Sunday, March 8, 2015

Live Healthy, Love Fit: My battle with Food.

Live Healthy, Love Fit: My battle with Food.: I stare at my fitness pal and I look at my calories. Stare at them, like they taunt me.Gaining back weight has pushed me in a dark place. ...

My battle with Food.



I stare at my fitness pal and I look at my calories. Stare at them, like they taunt me.Gaining back weight has pushed me in a dark place. Not a place of giving up or that I wont keep trying. God I do not know how many more times I can fucking say that before it gets into peoples head. I AM NOT GIVING UP!!! am I in a dark place because of it yes. I am still at the gym I still am eating right. But here is the thing, I am scared of even the healthy low calorie food. I was going through last years food diary to this years and man I was loosing and eating more and eating tons more carbs. Now I am more balanced and less calories ate and more burned. Saturday I burned 900 calories I ate close to 1700 calories I was still in goal. Today I ate 1500 cause I burned 600 and my goal is usually 1300 without exercises so with it, my calorie def is like 1,900 and after food I still had 400 left. But I feel like I ate too much. I am still learning maybe I did eat to much. Maybe I am no longer eating enough.

But here is my thing I noticed today. I planned out my food and My three meals breakfast, lunch and dinner come to 900 calories and I still had 1000 left and It took a lot for me to eat something.

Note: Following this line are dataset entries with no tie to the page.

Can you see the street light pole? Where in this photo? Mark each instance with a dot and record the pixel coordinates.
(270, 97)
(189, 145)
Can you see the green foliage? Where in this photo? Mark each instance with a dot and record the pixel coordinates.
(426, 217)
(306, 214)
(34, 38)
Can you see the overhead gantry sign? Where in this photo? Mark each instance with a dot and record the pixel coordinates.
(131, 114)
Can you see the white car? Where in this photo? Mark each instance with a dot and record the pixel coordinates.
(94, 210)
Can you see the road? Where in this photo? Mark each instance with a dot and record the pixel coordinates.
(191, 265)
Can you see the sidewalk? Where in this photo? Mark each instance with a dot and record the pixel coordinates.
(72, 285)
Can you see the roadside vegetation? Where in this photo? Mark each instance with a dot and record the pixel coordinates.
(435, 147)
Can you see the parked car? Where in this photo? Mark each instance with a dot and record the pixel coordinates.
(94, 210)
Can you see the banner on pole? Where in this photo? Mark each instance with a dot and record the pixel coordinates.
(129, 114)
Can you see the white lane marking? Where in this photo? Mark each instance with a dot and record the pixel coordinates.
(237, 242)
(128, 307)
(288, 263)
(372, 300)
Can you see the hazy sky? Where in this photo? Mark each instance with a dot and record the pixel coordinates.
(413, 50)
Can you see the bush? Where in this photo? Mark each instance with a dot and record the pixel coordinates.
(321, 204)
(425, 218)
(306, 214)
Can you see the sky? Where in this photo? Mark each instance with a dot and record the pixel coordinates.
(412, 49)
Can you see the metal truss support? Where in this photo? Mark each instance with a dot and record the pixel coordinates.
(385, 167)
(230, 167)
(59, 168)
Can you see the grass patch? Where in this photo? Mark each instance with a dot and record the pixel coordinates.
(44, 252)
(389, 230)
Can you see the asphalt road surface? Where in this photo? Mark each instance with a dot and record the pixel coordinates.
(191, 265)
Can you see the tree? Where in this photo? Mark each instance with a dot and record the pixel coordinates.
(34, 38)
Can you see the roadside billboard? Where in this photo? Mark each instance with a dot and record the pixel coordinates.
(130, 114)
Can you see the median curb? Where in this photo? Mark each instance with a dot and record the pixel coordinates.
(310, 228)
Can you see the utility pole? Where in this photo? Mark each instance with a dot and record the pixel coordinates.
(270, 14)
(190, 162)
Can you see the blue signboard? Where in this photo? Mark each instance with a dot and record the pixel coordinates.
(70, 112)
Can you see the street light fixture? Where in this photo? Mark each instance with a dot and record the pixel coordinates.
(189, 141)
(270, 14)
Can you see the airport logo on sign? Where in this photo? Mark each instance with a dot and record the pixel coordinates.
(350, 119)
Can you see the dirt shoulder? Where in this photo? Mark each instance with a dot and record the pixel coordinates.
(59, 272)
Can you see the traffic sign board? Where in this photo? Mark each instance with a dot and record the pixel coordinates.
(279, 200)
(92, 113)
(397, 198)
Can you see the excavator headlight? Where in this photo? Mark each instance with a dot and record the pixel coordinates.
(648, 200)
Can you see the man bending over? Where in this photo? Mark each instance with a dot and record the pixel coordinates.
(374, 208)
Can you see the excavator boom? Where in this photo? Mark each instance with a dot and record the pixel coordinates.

I had an apple and some low calorie popcorn.

My problem is not that I don't eat or don't workout or that I have a bad cheat day. My problem is I took my love for food and turned it into a war. I hate looking at food, It makes me cringe saying that. I hate it. I want to eat it but I hate it. I calculate it, everything is a calorie nothing is for fun. Nothing is a treat, I do not reward myself with food anymore. I do however say if I run this long and this fast I can have an extra few dark caco chips or I can have a sandwich.

I feel like this fitness journey turned into a battle of me VS food. I want to see hip bones, I want to see flat stomach and I want to not look like a puffy person.

So I am in the gym cardio, weights, strength training. every day. counting calories. and seeing no results. and I sit in a bad place going over calories and food.

I think I might need help. But If everyone keeps telling me I am doing the right thing then why do I feel so bad.

is it cause my grandpa makes comments about me being to fat to be seen in public or if I bake a cake my grandpa asks how much of it I will eat.

I just remember how I was treated when I was heavy and I never want to be treated like that again but other people. I never want to be called fat ever again. So I am working so hard to get back down to 170. that's my goal. I just want to hit that. And we can go from there.